As far as I can tell it's Swift structures not being released when it is expected in code. If you switch Data out for a UnsafeMutableRawBufferPointer with a deferred deallocation you see no memory growth.

Again what happens is because we have an endless loop it's like until the loop "breaks" for the next request the memory used in the previous request isn't deallocated. It's not permanently lost but it does mean if we get a burst of high-load traffic we get a crashed process due to this "phantom" memory being in play.

The only thing Valgrind reports on is a lot of 8 byte unsafe access around swift_retain and swift_release calls.

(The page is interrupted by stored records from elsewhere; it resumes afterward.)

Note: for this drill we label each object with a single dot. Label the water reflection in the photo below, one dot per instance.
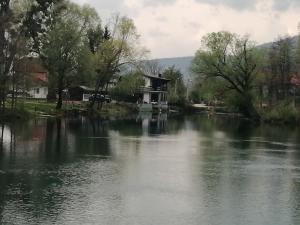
(152, 169)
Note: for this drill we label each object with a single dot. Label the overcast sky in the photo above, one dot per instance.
(173, 28)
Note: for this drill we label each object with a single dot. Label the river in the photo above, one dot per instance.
(149, 170)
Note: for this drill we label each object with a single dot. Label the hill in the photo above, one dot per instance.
(183, 63)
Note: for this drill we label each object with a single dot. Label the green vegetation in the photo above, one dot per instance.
(261, 83)
(177, 92)
(76, 48)
(127, 88)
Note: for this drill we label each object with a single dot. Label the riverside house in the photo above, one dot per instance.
(154, 94)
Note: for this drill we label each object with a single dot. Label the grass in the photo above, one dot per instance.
(28, 107)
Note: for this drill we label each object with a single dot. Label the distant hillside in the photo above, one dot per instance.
(183, 63)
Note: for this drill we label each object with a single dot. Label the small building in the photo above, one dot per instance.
(154, 93)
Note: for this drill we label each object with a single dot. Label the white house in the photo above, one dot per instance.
(154, 93)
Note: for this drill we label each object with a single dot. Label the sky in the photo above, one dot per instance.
(174, 28)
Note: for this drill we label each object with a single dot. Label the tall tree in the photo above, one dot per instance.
(280, 62)
(176, 86)
(63, 44)
(119, 46)
(10, 43)
(233, 59)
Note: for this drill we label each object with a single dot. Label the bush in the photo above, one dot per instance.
(283, 113)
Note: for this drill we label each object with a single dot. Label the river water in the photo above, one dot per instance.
(149, 170)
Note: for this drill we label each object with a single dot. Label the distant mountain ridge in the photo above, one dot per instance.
(184, 63)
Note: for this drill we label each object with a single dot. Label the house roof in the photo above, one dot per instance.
(86, 88)
(157, 77)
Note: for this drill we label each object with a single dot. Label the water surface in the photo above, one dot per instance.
(149, 170)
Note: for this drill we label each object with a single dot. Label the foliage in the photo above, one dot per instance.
(176, 86)
(127, 89)
(118, 48)
(233, 59)
(63, 46)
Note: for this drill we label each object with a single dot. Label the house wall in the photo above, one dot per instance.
(38, 92)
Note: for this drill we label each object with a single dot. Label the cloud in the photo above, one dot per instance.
(158, 2)
(171, 28)
(235, 4)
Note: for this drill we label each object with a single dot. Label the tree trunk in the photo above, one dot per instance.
(248, 108)
(60, 91)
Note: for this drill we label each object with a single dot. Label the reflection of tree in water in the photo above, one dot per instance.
(127, 127)
(91, 136)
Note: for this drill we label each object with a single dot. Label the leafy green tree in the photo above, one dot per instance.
(11, 43)
(116, 49)
(176, 86)
(233, 59)
(63, 46)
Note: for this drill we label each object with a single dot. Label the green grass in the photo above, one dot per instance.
(27, 107)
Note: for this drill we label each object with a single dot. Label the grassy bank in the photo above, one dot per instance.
(31, 108)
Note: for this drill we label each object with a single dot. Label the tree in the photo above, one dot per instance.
(235, 60)
(280, 65)
(128, 87)
(11, 42)
(118, 47)
(176, 87)
(63, 45)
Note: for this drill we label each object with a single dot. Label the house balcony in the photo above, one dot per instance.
(152, 89)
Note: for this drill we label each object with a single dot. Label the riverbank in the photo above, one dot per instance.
(40, 108)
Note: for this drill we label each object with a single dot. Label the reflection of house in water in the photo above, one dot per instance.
(154, 94)
(153, 123)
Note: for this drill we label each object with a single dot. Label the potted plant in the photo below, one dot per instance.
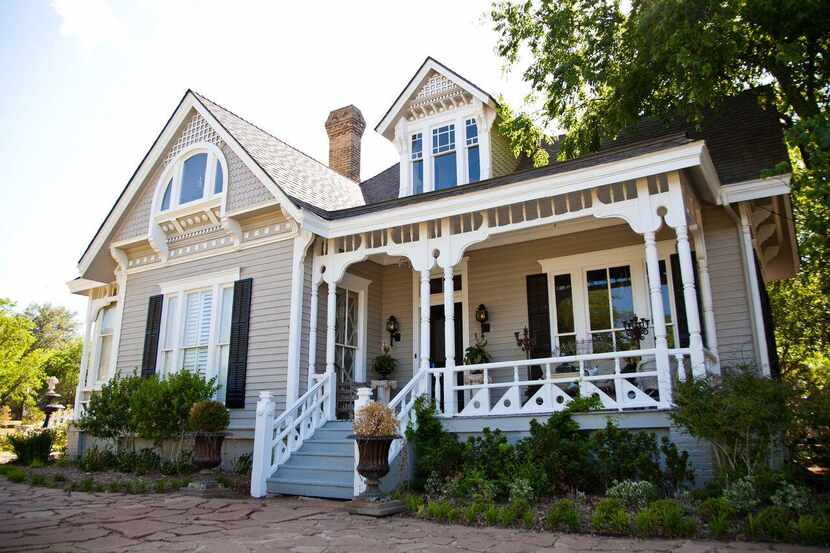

I can't seem to find any way to "fool" the compiler into properly release the Data object back to the OS and unfortunately I don't think it's strictly related to Data internals as in our production app we see this growth happening after our JSON parsing which results in a large amount of enum/dictionary/array objects being allocated.

Is there anything else I can do to try and inspect where the Swift compiler is putting in retain/release calls?

lukasa · October 23, 2020, 8:36am

Sure, you can disassemble the binary, or you can hook the function calls.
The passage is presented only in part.